So the first problem, I'm sure, is a problem of mentality. Same
with Great Britain. Great Britain had in the past Ian Thompson,
before him Ron Hill. Last year, the best marathon runner in England
was a woman. So there is something wrong in this case, no? You see
the evolution of long running in all Western countries. A lot of
people run, never young people, and always run maybe for health.
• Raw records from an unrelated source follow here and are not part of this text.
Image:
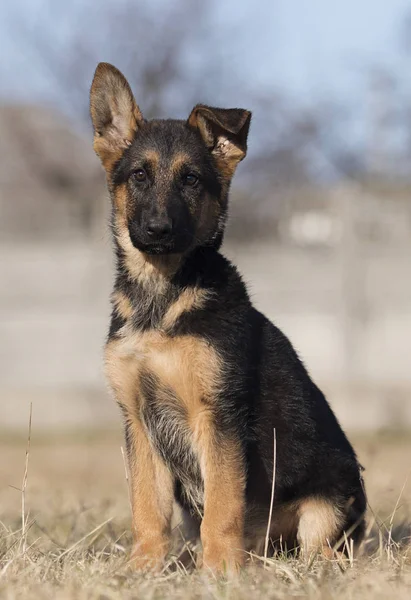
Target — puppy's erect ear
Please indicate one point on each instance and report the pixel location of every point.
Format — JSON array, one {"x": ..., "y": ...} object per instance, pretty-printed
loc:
[
  {"x": 224, "y": 131},
  {"x": 114, "y": 112}
]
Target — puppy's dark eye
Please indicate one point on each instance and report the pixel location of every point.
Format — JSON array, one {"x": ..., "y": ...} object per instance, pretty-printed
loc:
[
  {"x": 139, "y": 175},
  {"x": 191, "y": 180}
]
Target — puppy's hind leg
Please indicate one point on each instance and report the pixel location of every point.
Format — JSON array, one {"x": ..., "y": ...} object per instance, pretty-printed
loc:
[{"x": 320, "y": 525}]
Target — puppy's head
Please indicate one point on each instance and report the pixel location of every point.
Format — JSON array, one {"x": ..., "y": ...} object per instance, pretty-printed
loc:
[{"x": 168, "y": 179}]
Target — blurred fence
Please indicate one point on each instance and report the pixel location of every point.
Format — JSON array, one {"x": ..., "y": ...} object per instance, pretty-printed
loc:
[{"x": 337, "y": 282}]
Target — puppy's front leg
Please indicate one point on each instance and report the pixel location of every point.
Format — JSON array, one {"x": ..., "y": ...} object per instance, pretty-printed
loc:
[
  {"x": 151, "y": 499},
  {"x": 223, "y": 470}
]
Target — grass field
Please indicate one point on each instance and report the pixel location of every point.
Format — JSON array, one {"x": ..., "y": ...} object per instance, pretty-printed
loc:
[{"x": 76, "y": 537}]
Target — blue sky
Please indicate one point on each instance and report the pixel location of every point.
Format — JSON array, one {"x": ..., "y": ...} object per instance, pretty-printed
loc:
[{"x": 309, "y": 48}]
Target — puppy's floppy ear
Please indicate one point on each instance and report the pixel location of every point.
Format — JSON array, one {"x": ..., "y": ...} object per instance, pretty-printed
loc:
[
  {"x": 114, "y": 113},
  {"x": 224, "y": 131}
]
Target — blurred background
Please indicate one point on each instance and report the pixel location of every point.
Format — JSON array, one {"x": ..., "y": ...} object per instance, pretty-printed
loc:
[{"x": 320, "y": 209}]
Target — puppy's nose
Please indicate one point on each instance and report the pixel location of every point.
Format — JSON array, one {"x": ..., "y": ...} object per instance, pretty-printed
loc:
[{"x": 159, "y": 227}]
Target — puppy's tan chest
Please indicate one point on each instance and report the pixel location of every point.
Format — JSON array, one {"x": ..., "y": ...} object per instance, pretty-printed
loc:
[{"x": 187, "y": 365}]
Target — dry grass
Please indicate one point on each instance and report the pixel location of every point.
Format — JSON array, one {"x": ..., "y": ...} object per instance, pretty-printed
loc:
[{"x": 74, "y": 538}]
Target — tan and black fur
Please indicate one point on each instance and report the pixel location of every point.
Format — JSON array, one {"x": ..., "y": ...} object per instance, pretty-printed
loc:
[{"x": 202, "y": 378}]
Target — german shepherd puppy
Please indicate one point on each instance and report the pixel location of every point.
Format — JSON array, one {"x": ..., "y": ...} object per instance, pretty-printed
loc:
[{"x": 202, "y": 378}]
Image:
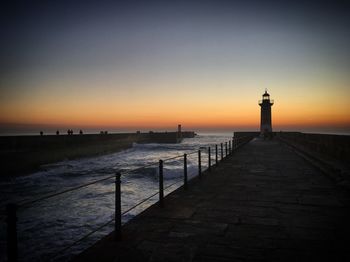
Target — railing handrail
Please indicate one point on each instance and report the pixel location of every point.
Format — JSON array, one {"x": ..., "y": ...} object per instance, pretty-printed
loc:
[{"x": 24, "y": 203}]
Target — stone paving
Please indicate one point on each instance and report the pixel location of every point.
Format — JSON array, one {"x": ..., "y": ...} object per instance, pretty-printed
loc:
[{"x": 264, "y": 203}]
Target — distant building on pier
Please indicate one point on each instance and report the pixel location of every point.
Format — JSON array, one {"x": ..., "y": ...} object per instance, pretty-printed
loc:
[{"x": 265, "y": 117}]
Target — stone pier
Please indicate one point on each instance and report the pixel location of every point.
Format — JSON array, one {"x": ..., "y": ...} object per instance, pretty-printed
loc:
[{"x": 263, "y": 203}]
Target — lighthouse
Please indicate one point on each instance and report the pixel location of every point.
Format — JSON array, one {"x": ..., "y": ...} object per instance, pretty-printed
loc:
[{"x": 265, "y": 118}]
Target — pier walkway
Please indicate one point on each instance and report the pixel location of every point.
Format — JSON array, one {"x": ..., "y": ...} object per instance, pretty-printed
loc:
[{"x": 263, "y": 203}]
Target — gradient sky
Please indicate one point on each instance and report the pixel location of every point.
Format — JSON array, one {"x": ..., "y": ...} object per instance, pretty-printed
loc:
[{"x": 154, "y": 64}]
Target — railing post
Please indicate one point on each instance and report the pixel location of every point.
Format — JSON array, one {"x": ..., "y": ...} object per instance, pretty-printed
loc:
[
  {"x": 118, "y": 209},
  {"x": 161, "y": 185},
  {"x": 185, "y": 171},
  {"x": 222, "y": 152},
  {"x": 12, "y": 249},
  {"x": 209, "y": 159},
  {"x": 199, "y": 164}
]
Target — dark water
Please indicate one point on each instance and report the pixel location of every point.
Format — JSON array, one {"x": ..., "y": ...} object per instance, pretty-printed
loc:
[{"x": 48, "y": 226}]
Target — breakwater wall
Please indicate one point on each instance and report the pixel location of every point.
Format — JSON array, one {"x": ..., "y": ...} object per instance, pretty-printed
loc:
[
  {"x": 23, "y": 154},
  {"x": 246, "y": 133},
  {"x": 335, "y": 146}
]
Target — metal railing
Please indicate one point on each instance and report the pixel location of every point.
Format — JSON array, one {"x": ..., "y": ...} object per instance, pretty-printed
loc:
[{"x": 225, "y": 150}]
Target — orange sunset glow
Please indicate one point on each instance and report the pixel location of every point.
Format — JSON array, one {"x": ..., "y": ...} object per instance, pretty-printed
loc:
[{"x": 206, "y": 72}]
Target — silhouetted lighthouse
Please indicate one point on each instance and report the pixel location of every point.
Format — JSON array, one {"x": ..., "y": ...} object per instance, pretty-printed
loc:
[{"x": 265, "y": 122}]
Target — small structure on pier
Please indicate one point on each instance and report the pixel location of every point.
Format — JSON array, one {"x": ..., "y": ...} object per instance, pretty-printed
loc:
[{"x": 265, "y": 122}]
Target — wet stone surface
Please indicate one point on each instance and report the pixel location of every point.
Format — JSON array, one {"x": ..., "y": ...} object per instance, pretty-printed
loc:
[{"x": 263, "y": 203}]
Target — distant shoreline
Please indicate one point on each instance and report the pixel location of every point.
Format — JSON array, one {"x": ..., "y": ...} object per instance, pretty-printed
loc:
[{"x": 21, "y": 155}]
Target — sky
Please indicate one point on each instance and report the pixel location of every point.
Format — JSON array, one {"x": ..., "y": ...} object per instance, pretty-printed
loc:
[{"x": 151, "y": 65}]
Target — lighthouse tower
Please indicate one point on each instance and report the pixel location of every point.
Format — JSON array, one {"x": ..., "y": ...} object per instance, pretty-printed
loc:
[{"x": 265, "y": 122}]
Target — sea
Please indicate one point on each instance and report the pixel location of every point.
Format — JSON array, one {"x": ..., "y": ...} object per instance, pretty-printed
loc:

For example, in Italy, the percentage of masters running grows two
or three percent every year. Maybe in 10 years we have 80 percent
of runners that are over 40!
MR:
Pretty much the same thing in the US
RC:
But is not possible to think about their competing. I think that
the system in marathon of many years ago was not correct. Because
in marathon, the philosophy is very simple, the final goal. If I
want an athlete to run fast, first I have to decide what is fast
for him maybe 2:10, maybe 2:08, maybe 2:06. I decide the
speed of the marathon maybe 3:10 [per kilometer], 3:08, 3:00.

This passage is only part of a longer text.